You’d have thought I struck gold. People ran to the spigot with pots, bottles and bladders. Eventually someone took over the pumping, so I could top off my own supply. I felt like a hero (really, I was just stubborn) and a festive mood prevailed for the rest of the evening. I enjoyed talking to an earnest Czech woman with John Lennon spectacles named Vera (for the moment; it changed frequently), whom I would see many more times, as well as Goodtalk.
That night, just as I was drifting off to sleep, I heard a loud snuffling sound and a sturdy snout poked the top of my head through my tent. Bolting upright and skittering to the bottom of the tent, I jerked my sleeping bag around me, heart racing.
“Hey, Mojo! Come on, boy! Leave it!” someone shouted.
I unzipped the tent, whereupon the big lug shoved his huge, grinning, slobbery head into my face.
“Hey, buddy, you trying to scare me to death?” I said, rubbing his ears.
That night I had bearanoid dreams for the first time on the AT. I can’t imagine why.
~
I was out at 6:15 the next morning, in for 22 miles and more than 4,000 feet of climbing. Only after 12 solid miles of PUDs did the trail relent with another smooth glide alongside the Housatonic. I soon picked a spot, dumped my pack, and paddled out to the middle of the slow-moving, foam-flecked current just downstream from a small hydro-power plant.

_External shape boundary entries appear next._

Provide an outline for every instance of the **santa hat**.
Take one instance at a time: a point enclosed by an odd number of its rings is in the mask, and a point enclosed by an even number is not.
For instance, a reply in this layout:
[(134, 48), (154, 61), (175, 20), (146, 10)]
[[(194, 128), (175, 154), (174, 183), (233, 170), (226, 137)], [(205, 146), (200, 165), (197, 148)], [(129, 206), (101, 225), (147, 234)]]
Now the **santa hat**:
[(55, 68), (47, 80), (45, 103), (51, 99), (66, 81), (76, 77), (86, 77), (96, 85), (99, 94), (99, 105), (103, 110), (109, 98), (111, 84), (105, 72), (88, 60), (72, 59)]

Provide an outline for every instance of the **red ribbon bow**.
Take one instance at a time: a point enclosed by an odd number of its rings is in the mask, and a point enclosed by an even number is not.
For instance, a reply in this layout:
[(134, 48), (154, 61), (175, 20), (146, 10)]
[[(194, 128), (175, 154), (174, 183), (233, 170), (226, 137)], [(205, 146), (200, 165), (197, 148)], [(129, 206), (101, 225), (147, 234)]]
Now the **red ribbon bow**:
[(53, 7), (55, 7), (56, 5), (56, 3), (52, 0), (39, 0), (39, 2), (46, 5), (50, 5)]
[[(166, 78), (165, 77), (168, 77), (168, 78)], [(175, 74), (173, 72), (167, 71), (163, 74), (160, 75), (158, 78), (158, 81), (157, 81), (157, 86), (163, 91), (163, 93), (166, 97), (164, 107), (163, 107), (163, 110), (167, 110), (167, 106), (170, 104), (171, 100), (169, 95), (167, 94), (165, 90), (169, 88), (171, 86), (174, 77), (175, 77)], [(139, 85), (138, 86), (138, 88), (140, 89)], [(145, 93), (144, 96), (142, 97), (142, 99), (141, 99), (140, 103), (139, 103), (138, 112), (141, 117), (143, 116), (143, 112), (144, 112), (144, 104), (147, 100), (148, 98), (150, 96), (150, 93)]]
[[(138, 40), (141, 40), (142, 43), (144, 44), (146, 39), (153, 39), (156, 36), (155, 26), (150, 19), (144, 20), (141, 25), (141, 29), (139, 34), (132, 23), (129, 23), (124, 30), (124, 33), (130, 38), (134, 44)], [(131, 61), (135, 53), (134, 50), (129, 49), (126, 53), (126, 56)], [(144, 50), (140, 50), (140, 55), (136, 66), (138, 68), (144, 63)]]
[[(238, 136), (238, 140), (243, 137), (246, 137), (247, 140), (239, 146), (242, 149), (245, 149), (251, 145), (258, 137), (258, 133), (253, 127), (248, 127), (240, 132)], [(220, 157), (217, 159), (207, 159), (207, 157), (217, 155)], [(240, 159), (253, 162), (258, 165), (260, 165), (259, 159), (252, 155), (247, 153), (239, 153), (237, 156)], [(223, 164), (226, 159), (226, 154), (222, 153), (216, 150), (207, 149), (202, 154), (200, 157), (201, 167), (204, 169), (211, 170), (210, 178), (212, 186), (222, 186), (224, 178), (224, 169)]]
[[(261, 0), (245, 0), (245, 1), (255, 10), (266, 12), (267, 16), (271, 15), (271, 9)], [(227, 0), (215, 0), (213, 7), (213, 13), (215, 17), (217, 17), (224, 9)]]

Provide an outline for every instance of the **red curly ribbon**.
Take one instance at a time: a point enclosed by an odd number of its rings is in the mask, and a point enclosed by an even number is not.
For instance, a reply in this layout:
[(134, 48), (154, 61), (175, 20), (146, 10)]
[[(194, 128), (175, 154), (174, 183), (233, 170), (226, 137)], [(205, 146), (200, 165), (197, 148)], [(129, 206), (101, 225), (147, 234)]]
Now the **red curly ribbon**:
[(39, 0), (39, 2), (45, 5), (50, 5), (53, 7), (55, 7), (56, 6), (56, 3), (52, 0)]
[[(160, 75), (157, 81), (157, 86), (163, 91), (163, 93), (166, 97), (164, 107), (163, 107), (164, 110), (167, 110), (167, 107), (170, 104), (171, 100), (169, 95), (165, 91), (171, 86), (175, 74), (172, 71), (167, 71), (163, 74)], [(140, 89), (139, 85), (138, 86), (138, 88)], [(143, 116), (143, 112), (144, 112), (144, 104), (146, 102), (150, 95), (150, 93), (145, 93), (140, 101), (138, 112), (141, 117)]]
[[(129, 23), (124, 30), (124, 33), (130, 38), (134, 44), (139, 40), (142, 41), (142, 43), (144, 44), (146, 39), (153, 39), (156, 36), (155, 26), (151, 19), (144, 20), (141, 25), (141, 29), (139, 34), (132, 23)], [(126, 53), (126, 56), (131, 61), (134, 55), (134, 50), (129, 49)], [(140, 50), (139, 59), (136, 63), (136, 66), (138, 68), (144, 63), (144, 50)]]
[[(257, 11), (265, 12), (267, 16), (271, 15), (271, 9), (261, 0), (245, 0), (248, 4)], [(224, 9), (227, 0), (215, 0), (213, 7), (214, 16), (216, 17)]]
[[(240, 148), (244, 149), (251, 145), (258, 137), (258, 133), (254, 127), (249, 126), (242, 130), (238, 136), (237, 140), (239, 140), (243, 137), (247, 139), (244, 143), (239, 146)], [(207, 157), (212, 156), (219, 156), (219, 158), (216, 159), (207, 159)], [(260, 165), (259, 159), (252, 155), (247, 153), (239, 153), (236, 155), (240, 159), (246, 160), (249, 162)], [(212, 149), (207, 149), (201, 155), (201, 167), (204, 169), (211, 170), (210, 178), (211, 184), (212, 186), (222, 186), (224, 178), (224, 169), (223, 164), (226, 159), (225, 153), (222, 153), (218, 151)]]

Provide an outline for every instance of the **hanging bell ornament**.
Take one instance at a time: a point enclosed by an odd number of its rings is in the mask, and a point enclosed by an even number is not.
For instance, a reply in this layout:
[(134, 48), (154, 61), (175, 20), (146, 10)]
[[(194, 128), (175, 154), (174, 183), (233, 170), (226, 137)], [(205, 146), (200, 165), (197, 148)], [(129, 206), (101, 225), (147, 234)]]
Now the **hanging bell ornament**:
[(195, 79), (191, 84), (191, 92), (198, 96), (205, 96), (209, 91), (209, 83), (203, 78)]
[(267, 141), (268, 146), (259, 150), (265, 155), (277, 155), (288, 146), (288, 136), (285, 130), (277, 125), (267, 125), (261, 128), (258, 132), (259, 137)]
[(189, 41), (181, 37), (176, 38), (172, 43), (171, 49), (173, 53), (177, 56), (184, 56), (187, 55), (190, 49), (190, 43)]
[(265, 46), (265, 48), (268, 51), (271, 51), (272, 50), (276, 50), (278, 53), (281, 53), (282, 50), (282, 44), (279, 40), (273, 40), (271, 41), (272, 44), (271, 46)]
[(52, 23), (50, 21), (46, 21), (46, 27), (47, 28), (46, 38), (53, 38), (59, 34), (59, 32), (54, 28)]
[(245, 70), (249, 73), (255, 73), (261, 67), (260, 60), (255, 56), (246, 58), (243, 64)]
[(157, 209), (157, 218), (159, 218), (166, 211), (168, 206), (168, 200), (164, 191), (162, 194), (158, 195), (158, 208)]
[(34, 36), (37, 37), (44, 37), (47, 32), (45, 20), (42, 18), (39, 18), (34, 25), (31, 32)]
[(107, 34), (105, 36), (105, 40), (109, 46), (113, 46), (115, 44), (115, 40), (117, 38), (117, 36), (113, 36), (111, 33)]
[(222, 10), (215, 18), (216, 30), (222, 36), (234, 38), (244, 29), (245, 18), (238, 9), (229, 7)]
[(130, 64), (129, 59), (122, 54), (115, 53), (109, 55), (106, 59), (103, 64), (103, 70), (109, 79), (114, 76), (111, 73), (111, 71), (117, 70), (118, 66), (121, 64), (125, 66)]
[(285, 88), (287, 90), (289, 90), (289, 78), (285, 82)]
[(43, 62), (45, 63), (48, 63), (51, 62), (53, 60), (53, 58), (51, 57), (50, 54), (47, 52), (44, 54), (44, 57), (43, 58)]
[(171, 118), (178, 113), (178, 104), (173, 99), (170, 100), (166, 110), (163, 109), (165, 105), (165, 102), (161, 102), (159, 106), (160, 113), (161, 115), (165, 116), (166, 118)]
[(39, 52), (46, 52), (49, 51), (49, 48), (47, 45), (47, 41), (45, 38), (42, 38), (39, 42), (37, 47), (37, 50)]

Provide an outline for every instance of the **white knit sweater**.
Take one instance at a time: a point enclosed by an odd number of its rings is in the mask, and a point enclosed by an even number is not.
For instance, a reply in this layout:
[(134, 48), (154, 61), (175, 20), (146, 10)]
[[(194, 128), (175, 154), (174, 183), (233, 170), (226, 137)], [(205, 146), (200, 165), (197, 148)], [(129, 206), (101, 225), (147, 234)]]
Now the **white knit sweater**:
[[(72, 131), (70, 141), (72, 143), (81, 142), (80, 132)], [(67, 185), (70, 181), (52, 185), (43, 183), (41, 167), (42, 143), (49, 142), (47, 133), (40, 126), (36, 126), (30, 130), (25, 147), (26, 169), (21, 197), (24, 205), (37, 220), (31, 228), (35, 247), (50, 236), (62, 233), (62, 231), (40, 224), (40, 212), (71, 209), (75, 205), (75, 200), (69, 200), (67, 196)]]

Just after the plant, I crossed the “iron bridge” near Falls Village (mile 1492.1) and immediately saw that the swimming was much better here. I followed a short side trail down to a low, chuckling cascade, where I left my pack on a broad, flat, sedimentary rock shelf, took off my shoes and socks, and fell into a cool green whirlpool.

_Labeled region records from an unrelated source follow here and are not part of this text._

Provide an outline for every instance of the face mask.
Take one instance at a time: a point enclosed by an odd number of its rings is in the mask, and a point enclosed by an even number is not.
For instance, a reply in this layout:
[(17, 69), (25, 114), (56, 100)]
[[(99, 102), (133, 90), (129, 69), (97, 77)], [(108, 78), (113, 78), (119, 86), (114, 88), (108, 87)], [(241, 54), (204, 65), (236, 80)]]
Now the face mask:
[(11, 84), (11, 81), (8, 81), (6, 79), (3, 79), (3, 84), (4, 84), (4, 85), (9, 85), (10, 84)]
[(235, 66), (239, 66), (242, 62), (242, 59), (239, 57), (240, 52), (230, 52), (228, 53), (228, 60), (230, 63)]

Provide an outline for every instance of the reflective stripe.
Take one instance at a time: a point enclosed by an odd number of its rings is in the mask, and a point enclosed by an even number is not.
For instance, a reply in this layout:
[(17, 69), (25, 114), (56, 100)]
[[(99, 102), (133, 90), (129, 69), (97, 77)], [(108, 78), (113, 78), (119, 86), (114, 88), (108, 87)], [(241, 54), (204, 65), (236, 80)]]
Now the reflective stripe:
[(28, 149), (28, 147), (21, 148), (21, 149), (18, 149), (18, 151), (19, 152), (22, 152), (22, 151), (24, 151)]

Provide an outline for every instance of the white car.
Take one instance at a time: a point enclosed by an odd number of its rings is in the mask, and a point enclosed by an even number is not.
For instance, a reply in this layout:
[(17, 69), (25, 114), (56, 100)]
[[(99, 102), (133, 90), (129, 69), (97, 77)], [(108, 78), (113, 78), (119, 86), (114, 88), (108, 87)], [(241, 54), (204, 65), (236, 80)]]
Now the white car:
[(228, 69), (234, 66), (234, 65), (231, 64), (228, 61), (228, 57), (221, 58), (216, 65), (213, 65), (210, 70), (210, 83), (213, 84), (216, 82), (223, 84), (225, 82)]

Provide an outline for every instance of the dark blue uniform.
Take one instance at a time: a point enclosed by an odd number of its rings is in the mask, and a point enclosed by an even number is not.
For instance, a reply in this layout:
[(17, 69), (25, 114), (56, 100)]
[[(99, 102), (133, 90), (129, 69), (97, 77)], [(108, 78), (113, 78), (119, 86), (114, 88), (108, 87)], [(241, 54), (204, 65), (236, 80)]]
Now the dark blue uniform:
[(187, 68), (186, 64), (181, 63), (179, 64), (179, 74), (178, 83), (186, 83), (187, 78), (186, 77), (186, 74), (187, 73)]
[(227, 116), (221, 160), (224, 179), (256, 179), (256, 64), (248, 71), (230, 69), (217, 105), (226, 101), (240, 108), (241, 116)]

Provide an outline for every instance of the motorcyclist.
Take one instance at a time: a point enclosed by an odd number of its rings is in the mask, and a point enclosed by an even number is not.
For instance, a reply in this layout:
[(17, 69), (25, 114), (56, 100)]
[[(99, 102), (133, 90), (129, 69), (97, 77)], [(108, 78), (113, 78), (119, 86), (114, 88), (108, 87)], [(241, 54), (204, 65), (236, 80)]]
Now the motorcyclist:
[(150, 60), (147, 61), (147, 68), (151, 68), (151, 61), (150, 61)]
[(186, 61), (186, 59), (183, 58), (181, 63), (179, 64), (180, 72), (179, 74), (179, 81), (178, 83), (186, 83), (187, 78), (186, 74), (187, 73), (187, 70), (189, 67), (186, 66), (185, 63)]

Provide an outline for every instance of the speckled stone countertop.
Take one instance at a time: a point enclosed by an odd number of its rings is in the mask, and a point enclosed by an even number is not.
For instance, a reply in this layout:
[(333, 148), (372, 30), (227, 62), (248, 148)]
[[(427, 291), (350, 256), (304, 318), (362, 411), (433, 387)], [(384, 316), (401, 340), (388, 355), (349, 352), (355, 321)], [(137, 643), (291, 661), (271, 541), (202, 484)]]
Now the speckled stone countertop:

After about 20 minutes, with the sky threatening rain, I saddled up. It was time to face today’s EoDMoFo, a 1,000-foot climb to Mount Prospect. But two-tenths of a mile on, I came across an even better place to swim, where scads of teenagers were cavorting and splashing in deep pools below a high, tumbling waterfall. Rain or no, I had to get wet again, which made for three separate swimming breaks in less than two miles. Gollum surely would have approved.
The rain began falling not longer after I left the falls. But it was gentle and cool, absolutely perfect for regulating my body temperature as I bore down for the three miles to the summit. And here I’d thought of Connecticut as a flat state.
I considered hiking past Salisbury, but my feet were sore and my legs were tired when I hit Undermountain Road. Pulling out Awol, I saw that there was a home hostel run by an older Italian-American woman named Maria McCabe (her second husband was Irish) half a mile down the road. In a snap decision, I turned off the trail.

Maria loves thru hikers and has opened her home to them for years, though now she’s getting older and worries that she won’t be able to keep it up for much longer. She greeted me at the door, told me to take off my shoes and leave my pack on a covered porch, then showed me upstairs to my mothball-scented room. After I showered, Maria drove me into town, where I ate an enormous meatball sandwich at Mizza’s Pizza while doing my laundry next door, then returned to pick me up. It was like having my own personal grandma for the night.
Back at the house, I locked myself in the bathroom and scraped the hair from my cheeks and chin before I could change my mind. When I was finished, the naked visage that gawked back from the mirror looked gaunt, immature and absolutely ridiculous.
Nobody’s going to believe I’m a thru hiker now, I wrote in my journal. But at least I’ll be cooler.